KAQI Tunjuk Direktur Baru demi Ekspansi Bisnis Jangka Panjang

PT Jantra Grupo Indonesia Tbk. (Sumber Gambar: pojokpapua.id)
Penulis: Ibtihal
Kamis, 21 Mei 2026 | 10:59:41 WIB

JAKARTA – Emiten bengkel spesialis kaki-kaki mobil, PT Jantra Grupo Indonesia Tbk (KAQI), mengangkat Simon Arosokhi Gulo selaku direktur anyar sekaligus mengokohkan transformasi bisnis lewat ekspansi serta digitalisasi operasional perseroan.

Simon ditunjuk menggantikan Dodon Tri Koeswardana yang diberhentikan secara hormat dari posisi Direktur KAQI dalam Rapat Umum Pemegang Saham Luar Biasa (RUPSLB) yang diselenggarakan pada Rabu (20/5/2026). 

Di samping memegang jabatan direktur, Simon turut mengemban fungsi Sekretaris Perusahaan atau Corporate Secretary hingga dipilih pejabat definitif selaras dengan ketentuan yang berlaku.

Direktur Utama Jantra Grupo Indonesia, Imam Sujono, memaparkan bahwa selain rotasi pengurus, KAQI pun memacu transformasi bisnis melalui penguatan operasional, digitalisasi pelayanan, serta perluasan wilayah usaha.

Imam menyebutkan atensi utama KAQI tahun ini meliputi peningkatan kualitas sumber daya manusia dan digitalisasi sistem operasional.

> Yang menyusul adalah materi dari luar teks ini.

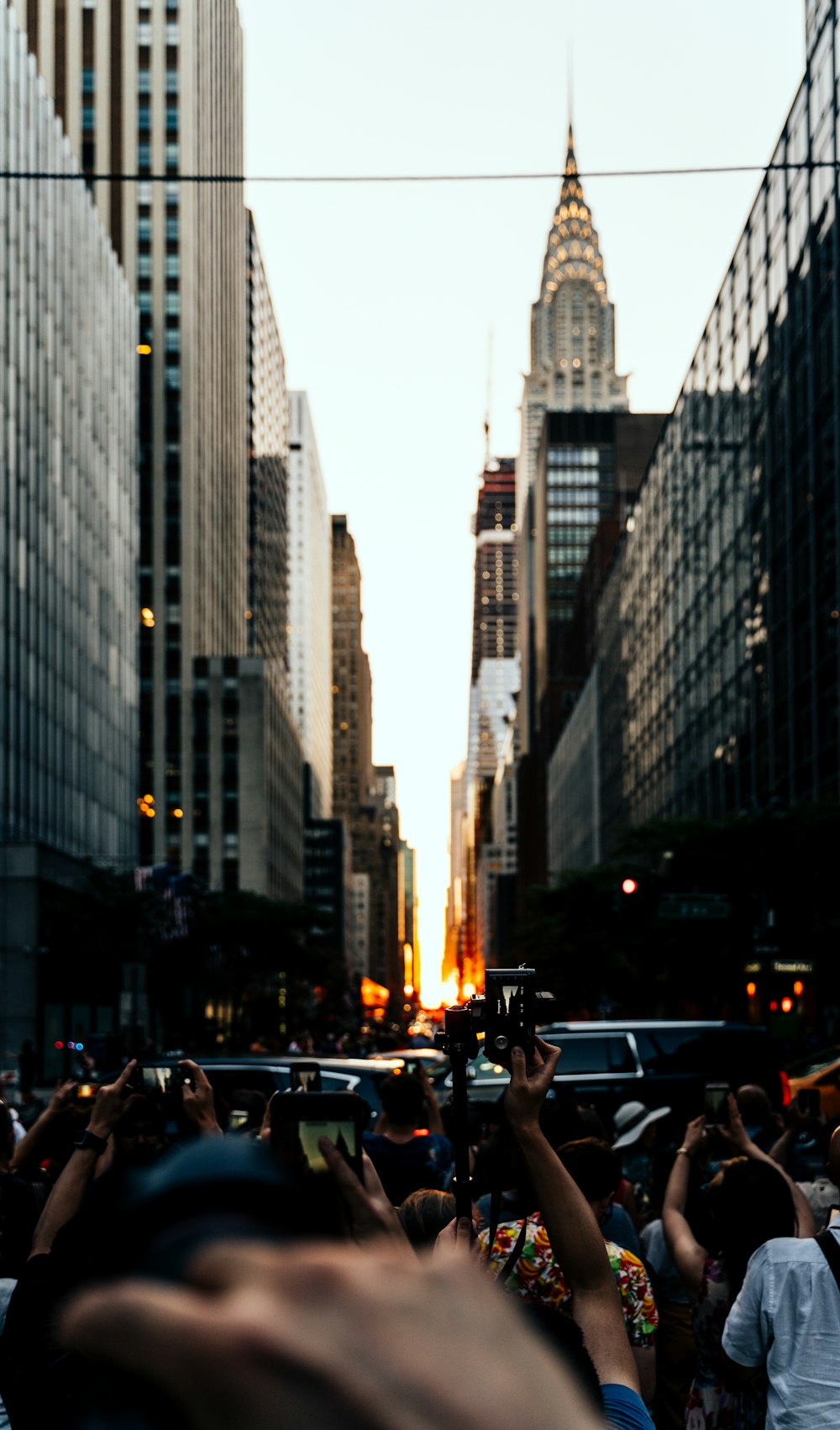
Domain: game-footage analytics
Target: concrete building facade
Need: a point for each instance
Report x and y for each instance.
(310, 604)
(67, 537)
(156, 91)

KAQI juga bakal memperlebar jangkauan layanan pelanggan serta melangsungkan diversifikasi produk demi menopang pertumbuhan bisnis jangka panjang.

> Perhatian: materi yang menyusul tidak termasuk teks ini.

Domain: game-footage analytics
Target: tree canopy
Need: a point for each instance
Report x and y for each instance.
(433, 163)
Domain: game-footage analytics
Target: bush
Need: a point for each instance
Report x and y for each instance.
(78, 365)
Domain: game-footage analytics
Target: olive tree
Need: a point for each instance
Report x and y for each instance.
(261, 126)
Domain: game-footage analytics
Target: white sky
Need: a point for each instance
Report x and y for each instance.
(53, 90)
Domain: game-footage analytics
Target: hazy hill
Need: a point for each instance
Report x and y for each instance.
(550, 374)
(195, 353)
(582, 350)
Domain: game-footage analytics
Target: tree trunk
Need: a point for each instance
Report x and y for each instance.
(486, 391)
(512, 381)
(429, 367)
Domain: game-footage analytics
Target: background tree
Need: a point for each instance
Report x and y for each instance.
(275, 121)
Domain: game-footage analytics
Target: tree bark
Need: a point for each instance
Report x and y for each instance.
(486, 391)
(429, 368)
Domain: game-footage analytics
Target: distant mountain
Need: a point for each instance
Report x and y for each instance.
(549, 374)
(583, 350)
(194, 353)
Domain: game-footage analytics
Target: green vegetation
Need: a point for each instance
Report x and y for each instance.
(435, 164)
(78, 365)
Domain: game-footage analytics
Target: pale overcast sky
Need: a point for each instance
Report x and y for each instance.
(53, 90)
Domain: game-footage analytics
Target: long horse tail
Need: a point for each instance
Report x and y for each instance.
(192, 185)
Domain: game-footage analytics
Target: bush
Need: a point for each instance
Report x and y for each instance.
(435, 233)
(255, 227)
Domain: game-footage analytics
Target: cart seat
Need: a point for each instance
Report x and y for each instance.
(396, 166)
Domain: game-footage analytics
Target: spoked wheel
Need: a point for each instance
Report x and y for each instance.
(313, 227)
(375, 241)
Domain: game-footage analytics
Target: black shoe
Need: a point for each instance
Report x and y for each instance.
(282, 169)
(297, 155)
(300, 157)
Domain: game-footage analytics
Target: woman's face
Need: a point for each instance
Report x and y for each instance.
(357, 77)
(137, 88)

“Pulau Jawa masih menjadi fokus utama saat ini, dengan rencana ekspansi ke Sumatra dan Sulawesi yang akan dijalankan secara bertahap,” kata Imam dalam keterangannya, sebagaimana dilansir dari berita sumber.

Bukan cuma perluasan wilayah, KAQI juga mulai menginisiasi kesiapan teknis dalam menyongsong perkembangan kendaraan listrik dan kendaraan otonom. 

Menurut pandangan Imam, tindakan tersebut krusial demi memelihara keberlanjutan usaha KAQI di tengah pergeseran tren industri otomotif nasional.

Dalam pertemuan tersebut, pemilik saham pun menyepakati pemanfaatan seluruh laba bersih tahun buku 2025 dialihkan selaku cadangan umum sehingga tidak melangsungkan pembagian dividen.

“Keputusan tersebut diambil untuk memperkuat struktur permodalan dan mendukung strategi pertumbuhan jangka panjang KAQI,” tutur Imam sebagaimana dilansir dari berita sumber.

Sepanjang tahun 2025, KAQI mencatatkan pendapatan senilai Rp 76,84 miliar. Perolehan ini meningkat sebesar 33,62% secara tahunan atau Year on Year (YoY) apabila disandingkan dengan raihan Rp 57,51 miliar pada tahun 2024.

Sementara pada aspek bottom line, laba bersih KAQI terkerek naik 3,11% secara tahunan menjadi Rp 9,4 miliar pada tahun 2025. Pada periode tahun sebelumnya, laba bersih KAQI menyentuh angka Rp 9,12 miliar.